Planting calendar
Enter your ZIP code to get personalized dates to start seeds, transplant, and harvest 20 common vegetables and herbs — based on your climate zone's frost dates. Free, instant, no signup.
When to plant by crop
Planting calendar by state
Frequently asked questions
When should I start planting my garden?
It depends on your last spring frost date, not the calendar month. Cold-hardy crops like peas, spinach, and lettuce can go in the ground several weeks before the last frost. Tender crops like tomatoes, peppers, and basil should be started indoors early and only planted out after all danger of frost has passed. Enter your ZIP above to see dates for each crop.

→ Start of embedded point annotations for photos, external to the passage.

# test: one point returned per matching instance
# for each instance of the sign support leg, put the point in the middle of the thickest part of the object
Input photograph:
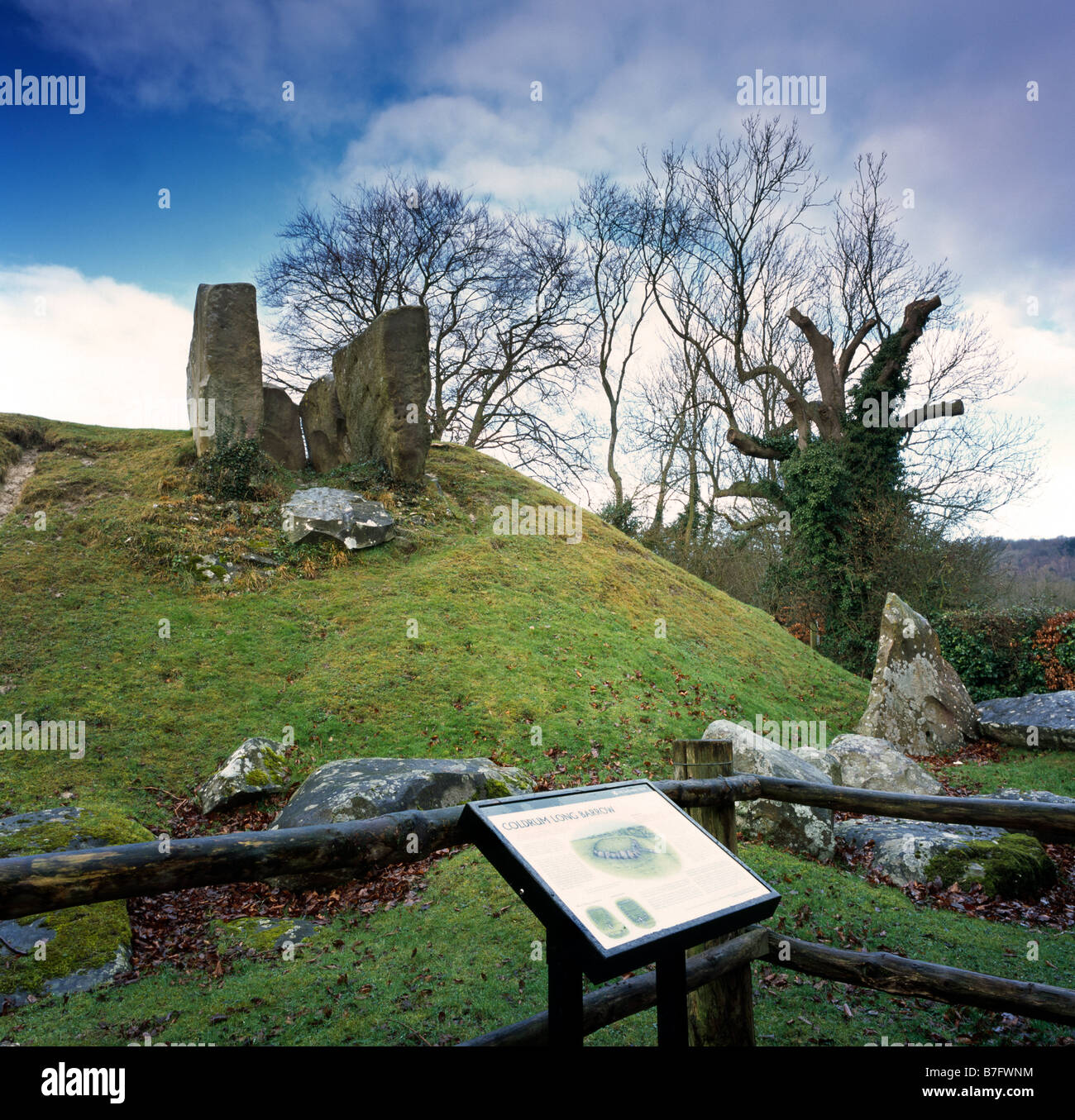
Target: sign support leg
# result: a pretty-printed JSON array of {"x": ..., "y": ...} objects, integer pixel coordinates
[{"x": 564, "y": 994}]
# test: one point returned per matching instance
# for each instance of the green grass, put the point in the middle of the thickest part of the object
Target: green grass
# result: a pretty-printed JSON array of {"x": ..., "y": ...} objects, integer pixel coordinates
[
  {"x": 514, "y": 634},
  {"x": 1017, "y": 766}
]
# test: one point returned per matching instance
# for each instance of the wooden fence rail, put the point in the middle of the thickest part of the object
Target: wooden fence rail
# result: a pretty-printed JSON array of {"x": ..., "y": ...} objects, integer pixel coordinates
[
  {"x": 901, "y": 975},
  {"x": 36, "y": 884}
]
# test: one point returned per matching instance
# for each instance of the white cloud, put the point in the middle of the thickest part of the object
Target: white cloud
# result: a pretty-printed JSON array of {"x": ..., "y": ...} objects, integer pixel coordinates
[{"x": 92, "y": 350}]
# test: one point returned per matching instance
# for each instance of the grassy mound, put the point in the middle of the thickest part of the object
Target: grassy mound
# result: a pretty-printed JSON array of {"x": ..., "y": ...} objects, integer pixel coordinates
[{"x": 448, "y": 641}]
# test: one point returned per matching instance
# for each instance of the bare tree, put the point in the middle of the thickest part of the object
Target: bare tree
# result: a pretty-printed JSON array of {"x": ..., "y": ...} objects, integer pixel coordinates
[{"x": 612, "y": 258}]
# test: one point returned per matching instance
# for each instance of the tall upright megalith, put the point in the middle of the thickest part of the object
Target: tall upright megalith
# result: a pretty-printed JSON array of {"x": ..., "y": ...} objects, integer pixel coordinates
[
  {"x": 382, "y": 384},
  {"x": 324, "y": 425},
  {"x": 281, "y": 435},
  {"x": 224, "y": 366}
]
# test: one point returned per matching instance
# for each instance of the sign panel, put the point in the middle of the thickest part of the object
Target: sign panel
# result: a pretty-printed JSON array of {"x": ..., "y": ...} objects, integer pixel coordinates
[{"x": 624, "y": 864}]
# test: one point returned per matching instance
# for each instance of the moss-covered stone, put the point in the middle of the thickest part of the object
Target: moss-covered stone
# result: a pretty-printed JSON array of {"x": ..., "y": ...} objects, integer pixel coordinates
[
  {"x": 66, "y": 829},
  {"x": 74, "y": 949},
  {"x": 1012, "y": 866},
  {"x": 256, "y": 769}
]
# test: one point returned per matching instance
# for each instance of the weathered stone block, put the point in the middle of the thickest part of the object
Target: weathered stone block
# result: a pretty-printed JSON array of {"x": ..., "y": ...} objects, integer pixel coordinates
[
  {"x": 281, "y": 436},
  {"x": 342, "y": 515},
  {"x": 224, "y": 366},
  {"x": 917, "y": 700},
  {"x": 382, "y": 384}
]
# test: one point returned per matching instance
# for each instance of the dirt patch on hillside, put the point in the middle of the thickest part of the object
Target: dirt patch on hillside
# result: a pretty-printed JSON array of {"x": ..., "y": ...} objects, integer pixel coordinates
[{"x": 13, "y": 480}]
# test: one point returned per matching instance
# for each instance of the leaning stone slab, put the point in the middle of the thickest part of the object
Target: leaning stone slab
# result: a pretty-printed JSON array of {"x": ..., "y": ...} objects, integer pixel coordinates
[
  {"x": 800, "y": 828},
  {"x": 917, "y": 700},
  {"x": 1009, "y": 794},
  {"x": 256, "y": 769},
  {"x": 324, "y": 425},
  {"x": 84, "y": 946},
  {"x": 1015, "y": 719},
  {"x": 382, "y": 384},
  {"x": 877, "y": 764},
  {"x": 337, "y": 514},
  {"x": 902, "y": 849},
  {"x": 281, "y": 435},
  {"x": 224, "y": 366},
  {"x": 358, "y": 789}
]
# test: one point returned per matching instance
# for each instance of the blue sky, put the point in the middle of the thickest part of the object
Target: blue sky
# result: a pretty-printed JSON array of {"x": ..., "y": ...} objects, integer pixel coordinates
[{"x": 188, "y": 97}]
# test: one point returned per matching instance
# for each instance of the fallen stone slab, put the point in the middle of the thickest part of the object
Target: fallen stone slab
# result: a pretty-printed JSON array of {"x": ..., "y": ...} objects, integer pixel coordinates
[
  {"x": 337, "y": 514},
  {"x": 902, "y": 848},
  {"x": 324, "y": 425},
  {"x": 69, "y": 950},
  {"x": 255, "y": 769},
  {"x": 798, "y": 828},
  {"x": 917, "y": 700},
  {"x": 1044, "y": 719},
  {"x": 382, "y": 384},
  {"x": 281, "y": 434},
  {"x": 876, "y": 764},
  {"x": 359, "y": 789}
]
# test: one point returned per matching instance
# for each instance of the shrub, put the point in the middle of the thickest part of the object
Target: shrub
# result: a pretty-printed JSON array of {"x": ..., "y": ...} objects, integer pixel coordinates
[
  {"x": 1054, "y": 646},
  {"x": 993, "y": 651},
  {"x": 239, "y": 470},
  {"x": 621, "y": 515}
]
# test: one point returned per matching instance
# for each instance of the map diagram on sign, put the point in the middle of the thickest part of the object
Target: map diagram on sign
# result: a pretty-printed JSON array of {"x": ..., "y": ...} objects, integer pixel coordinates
[{"x": 624, "y": 860}]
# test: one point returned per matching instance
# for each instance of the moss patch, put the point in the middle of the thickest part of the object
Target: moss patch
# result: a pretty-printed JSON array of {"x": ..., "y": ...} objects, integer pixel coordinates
[
  {"x": 1011, "y": 866},
  {"x": 104, "y": 827}
]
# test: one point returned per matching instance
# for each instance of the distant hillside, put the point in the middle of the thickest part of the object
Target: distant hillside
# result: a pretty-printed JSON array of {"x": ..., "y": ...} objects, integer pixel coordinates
[
  {"x": 1039, "y": 558},
  {"x": 448, "y": 641}
]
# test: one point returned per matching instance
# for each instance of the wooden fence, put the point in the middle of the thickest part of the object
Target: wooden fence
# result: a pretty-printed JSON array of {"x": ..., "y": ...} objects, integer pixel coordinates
[{"x": 715, "y": 975}]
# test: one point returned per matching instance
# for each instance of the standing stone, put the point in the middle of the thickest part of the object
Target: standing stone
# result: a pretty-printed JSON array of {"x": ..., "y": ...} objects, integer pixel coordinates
[
  {"x": 340, "y": 515},
  {"x": 224, "y": 366},
  {"x": 917, "y": 700},
  {"x": 382, "y": 382},
  {"x": 1039, "y": 719},
  {"x": 281, "y": 436},
  {"x": 324, "y": 425}
]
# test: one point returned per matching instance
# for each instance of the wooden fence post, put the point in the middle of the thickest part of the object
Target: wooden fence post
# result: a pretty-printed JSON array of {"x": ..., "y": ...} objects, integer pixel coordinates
[{"x": 722, "y": 1013}]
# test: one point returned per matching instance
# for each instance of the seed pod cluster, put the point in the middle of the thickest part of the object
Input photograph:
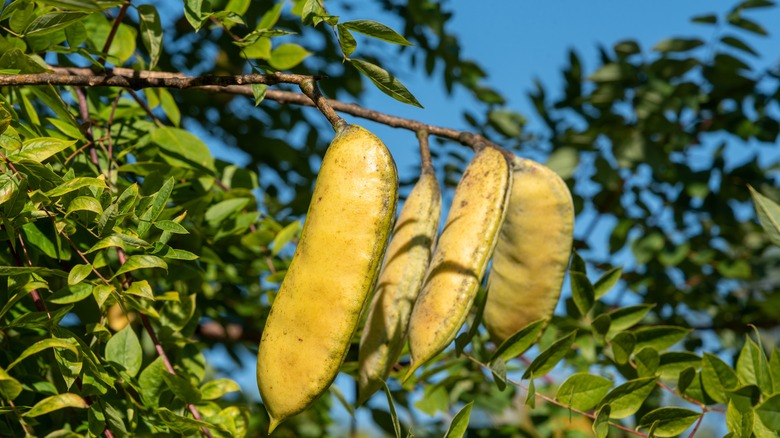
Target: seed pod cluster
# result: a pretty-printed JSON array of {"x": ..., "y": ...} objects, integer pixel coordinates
[
  {"x": 406, "y": 261},
  {"x": 533, "y": 251},
  {"x": 461, "y": 256},
  {"x": 334, "y": 268},
  {"x": 511, "y": 210}
]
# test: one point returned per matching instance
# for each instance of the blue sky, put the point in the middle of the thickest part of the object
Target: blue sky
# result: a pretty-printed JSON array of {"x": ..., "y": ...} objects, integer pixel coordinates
[{"x": 519, "y": 41}]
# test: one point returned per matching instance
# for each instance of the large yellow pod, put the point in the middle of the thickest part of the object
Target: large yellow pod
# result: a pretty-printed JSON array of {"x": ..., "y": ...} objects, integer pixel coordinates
[
  {"x": 533, "y": 251},
  {"x": 461, "y": 256},
  {"x": 335, "y": 266},
  {"x": 399, "y": 283}
]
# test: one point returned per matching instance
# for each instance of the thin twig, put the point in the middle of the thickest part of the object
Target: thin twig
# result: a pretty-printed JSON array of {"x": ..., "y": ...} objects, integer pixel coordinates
[
  {"x": 112, "y": 33},
  {"x": 425, "y": 151},
  {"x": 27, "y": 430},
  {"x": 698, "y": 423},
  {"x": 169, "y": 367},
  {"x": 555, "y": 402},
  {"x": 310, "y": 89},
  {"x": 238, "y": 84},
  {"x": 136, "y": 80},
  {"x": 84, "y": 112}
]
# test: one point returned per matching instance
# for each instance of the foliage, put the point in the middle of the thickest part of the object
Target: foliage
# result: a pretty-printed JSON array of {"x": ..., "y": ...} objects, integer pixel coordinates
[{"x": 129, "y": 251}]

How do I find my frost dates?
Your ZIP code maps to a climate zone, and each zone has a typical average last spring frost and first fall frost. This tool looks yours up automatically. Real dates vary by microclimate and year, so treat them as a planning guide and watch the forecast.
When do I start seeds indoors?
For crops that benefit from a head start — tomatoes, peppers, broccoli, onions — start seeds indoors about 6 to 10 weeks before your last frost, then transplant after it. The calculator gives an indoor-start date for each crop that needs one.
What can I plant before the last frost?
Hardy and semi-hardy crops: peas, spinach, kale, lettuce, radishes, carrots, beets, onions, and potatoes all tolerate cool soil and light frost, so they can be sown weeks before the last frost. This lets you start the season early and get a jump on harvest.